Avant-propos de l’auteur 

J’ai inventé cette série pour distraire les lecteurs avec des intrigues criminelles sans violence et des dialogues malicieux. Le paradoxe – crimes sans violence – n’est qu’apparent. Les histoires de détectives constituent un genre littéraire traditionnel qui privilégie l’investigation (whodunit) et l’ambiance romanesque, assaisonnées d’un brin d’humour.
   Ainsi, cette série dépourvue de flics, au décor rural, n’entre pas dans la classification convenue des “romans policiers”, ni des “polars” et encore moins des “thrillers”.
   Mes romans ont trouvé leur définition originale sous la plume du critique littéraire Jean-Yves Bonin, du Courrier Français : « Une belle chronique (…) dépouillée du sordide qui noircit la vérité et de l’angélisme qui flirte trop avec le conte de fée. Peut-être un roman bio (…) »
Le “roman bio”, un nouveau genre littéraire ?

Résumé

Polycarpe est intrigué par l’emblème du nombre d’or (Φ) gravé dans les ruines des édifices religieux de sa commune d’adoption, où des lueurs mystérieuses apparaissent les nuits de pleine lune.  Mais il est quelque peu interloqué lorsque survient le crash d’un ULM, sous ses fenêtres, en plein cœur du village, et que le seul indice du pilote disparu est un tissu imprimé du même motif ésotérique phi…

Une deuxième disparition déclenchera l’enquête intuitive – et nonobstant efficace ! – menée par Polycarpe et sa compagne, enfin réconciliés, quand leurs envahissantes familles respectives venues en villégiature à Rochebourg veulent bien leur en laisser le temps.

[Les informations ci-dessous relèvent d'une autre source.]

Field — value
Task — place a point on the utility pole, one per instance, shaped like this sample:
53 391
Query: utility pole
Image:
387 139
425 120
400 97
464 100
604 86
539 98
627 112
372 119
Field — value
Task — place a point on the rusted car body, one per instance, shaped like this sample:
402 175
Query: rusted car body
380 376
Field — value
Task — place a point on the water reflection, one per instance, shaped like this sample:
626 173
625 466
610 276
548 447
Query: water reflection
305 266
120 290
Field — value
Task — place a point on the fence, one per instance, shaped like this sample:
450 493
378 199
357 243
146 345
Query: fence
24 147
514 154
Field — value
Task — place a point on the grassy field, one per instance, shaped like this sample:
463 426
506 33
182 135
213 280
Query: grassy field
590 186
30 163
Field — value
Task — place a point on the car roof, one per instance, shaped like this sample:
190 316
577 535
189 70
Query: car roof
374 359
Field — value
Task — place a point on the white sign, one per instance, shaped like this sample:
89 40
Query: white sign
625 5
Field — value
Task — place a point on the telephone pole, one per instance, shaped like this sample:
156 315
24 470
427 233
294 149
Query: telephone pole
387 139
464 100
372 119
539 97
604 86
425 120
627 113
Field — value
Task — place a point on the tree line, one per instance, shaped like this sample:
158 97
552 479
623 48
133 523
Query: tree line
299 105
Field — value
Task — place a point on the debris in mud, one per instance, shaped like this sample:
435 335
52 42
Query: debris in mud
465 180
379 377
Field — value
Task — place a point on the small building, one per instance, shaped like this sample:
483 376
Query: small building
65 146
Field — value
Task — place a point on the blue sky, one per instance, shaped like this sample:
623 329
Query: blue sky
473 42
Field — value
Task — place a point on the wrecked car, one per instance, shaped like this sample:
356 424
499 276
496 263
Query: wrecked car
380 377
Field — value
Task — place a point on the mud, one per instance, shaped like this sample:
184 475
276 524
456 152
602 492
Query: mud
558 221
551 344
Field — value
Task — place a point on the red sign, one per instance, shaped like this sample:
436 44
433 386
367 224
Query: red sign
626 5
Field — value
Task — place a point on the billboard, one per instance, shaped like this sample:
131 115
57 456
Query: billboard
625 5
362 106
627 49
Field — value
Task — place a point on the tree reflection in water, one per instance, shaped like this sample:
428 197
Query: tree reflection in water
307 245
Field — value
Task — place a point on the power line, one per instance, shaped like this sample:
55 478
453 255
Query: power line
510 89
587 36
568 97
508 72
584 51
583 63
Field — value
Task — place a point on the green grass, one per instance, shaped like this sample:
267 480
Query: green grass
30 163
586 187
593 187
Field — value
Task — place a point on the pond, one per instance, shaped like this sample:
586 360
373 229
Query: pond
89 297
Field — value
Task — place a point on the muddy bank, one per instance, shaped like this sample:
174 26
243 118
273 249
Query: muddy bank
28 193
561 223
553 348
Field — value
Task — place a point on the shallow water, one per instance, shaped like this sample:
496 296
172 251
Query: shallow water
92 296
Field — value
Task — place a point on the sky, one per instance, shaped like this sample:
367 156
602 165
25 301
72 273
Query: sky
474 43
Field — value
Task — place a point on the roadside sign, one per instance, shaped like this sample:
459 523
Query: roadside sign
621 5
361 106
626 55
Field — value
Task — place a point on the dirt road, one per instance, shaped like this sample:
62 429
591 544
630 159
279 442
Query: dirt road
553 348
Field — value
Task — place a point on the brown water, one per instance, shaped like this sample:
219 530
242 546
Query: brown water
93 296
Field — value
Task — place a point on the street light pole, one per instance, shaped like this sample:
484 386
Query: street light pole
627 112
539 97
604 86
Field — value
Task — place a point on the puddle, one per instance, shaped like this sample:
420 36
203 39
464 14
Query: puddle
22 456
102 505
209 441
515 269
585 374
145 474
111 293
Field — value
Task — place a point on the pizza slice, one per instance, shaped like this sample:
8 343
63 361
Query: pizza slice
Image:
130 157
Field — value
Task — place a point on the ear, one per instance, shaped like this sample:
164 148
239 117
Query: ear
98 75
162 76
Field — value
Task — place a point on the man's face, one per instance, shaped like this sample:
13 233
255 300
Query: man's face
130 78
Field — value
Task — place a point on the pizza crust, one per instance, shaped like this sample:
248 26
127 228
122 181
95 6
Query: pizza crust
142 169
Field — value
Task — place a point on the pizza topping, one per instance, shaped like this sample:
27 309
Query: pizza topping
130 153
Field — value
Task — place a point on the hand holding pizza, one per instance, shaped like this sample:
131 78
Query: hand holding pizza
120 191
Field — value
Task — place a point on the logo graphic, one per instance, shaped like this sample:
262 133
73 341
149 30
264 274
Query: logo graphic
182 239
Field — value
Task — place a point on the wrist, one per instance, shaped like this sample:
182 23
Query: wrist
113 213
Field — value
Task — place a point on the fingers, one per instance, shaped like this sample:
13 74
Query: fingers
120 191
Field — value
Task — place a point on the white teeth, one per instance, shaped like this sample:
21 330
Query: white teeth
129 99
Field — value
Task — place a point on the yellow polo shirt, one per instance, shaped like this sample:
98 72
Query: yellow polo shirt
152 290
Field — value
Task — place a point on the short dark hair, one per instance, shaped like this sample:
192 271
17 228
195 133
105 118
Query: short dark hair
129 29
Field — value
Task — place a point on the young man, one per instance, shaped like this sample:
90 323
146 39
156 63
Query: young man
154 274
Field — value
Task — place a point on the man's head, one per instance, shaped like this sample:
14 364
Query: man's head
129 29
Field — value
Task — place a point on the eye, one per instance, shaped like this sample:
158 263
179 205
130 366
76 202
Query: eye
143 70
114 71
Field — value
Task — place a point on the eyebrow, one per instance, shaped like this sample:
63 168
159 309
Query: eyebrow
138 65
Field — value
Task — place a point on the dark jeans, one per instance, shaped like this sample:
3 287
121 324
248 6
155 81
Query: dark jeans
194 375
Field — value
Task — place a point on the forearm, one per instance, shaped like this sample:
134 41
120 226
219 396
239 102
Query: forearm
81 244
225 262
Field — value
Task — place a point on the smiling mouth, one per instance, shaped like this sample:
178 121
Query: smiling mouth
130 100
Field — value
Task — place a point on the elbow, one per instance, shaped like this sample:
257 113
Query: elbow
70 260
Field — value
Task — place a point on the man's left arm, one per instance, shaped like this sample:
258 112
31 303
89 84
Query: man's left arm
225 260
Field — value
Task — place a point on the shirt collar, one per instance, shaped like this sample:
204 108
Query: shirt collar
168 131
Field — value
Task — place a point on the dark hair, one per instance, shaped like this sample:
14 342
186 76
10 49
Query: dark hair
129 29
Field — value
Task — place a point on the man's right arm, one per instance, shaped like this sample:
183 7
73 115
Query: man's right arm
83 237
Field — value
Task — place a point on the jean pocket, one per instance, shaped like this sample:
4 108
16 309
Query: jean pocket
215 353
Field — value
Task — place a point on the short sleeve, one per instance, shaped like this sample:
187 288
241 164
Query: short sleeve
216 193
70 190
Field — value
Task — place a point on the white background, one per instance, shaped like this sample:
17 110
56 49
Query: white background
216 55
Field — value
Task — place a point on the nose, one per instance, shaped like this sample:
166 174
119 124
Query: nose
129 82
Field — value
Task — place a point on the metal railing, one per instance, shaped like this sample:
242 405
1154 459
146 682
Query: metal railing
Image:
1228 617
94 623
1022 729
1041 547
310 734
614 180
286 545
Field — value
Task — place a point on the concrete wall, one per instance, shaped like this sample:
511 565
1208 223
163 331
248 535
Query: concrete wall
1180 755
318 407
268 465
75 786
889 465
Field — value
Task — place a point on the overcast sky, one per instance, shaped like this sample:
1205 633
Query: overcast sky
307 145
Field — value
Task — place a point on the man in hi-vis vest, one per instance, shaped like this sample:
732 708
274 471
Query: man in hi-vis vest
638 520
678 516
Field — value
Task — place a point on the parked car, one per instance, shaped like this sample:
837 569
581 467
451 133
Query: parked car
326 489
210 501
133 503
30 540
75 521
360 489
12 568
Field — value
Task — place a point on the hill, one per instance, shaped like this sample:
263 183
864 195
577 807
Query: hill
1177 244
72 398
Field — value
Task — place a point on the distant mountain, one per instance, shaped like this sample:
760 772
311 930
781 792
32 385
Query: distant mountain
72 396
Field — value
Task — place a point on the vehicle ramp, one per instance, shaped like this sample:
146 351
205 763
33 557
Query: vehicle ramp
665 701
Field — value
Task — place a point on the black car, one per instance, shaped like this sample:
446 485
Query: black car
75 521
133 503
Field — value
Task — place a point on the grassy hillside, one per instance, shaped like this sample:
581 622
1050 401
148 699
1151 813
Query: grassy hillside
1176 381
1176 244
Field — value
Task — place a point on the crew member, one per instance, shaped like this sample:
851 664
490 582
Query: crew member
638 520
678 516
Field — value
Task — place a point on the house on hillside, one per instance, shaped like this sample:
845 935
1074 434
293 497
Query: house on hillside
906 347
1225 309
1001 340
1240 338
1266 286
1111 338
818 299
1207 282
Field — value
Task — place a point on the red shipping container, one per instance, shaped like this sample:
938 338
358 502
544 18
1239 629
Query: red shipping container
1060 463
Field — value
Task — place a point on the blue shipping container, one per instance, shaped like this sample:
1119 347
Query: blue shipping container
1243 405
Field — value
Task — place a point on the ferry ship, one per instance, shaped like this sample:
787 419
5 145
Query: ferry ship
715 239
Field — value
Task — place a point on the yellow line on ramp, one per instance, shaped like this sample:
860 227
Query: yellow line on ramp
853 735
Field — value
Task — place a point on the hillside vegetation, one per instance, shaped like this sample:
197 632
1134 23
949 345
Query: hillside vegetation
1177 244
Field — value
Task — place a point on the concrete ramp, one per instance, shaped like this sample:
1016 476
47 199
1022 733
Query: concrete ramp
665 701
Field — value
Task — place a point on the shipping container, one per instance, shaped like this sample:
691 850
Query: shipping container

Extrait du blog* de Rémi Schulz sur « Le Nombre d’or » :

[…] peut-être est-il temps de cesser cette digression et de revenir aux Polycarpe. Nous au village aussi l'on a de beaux assassinats pourrait s'appliquer à cette série, campée dans un village de Touraine. Au classique Kilafé ? (Whodunit ?), car il y a un beau petit crime dans chaque épisode, s'ajoute une peinture des problèmes relationnels au sein de cette petite communauté, servie par un style alerte. Le roman n'est pas intitulé pour rien Le Nombre d'Or, et Polycarpe y enquête sur une bizarre secte d'Orphistes,  qui ont choisi ce nom parce qu'on y trouve "or" et "phi", le symbole du nombre d'or. Ils se réunissent les nuits de pleine lune près de Rochebourg, car divers lieux sacrés des alentours dessinent un pentagone centré sur le château du village...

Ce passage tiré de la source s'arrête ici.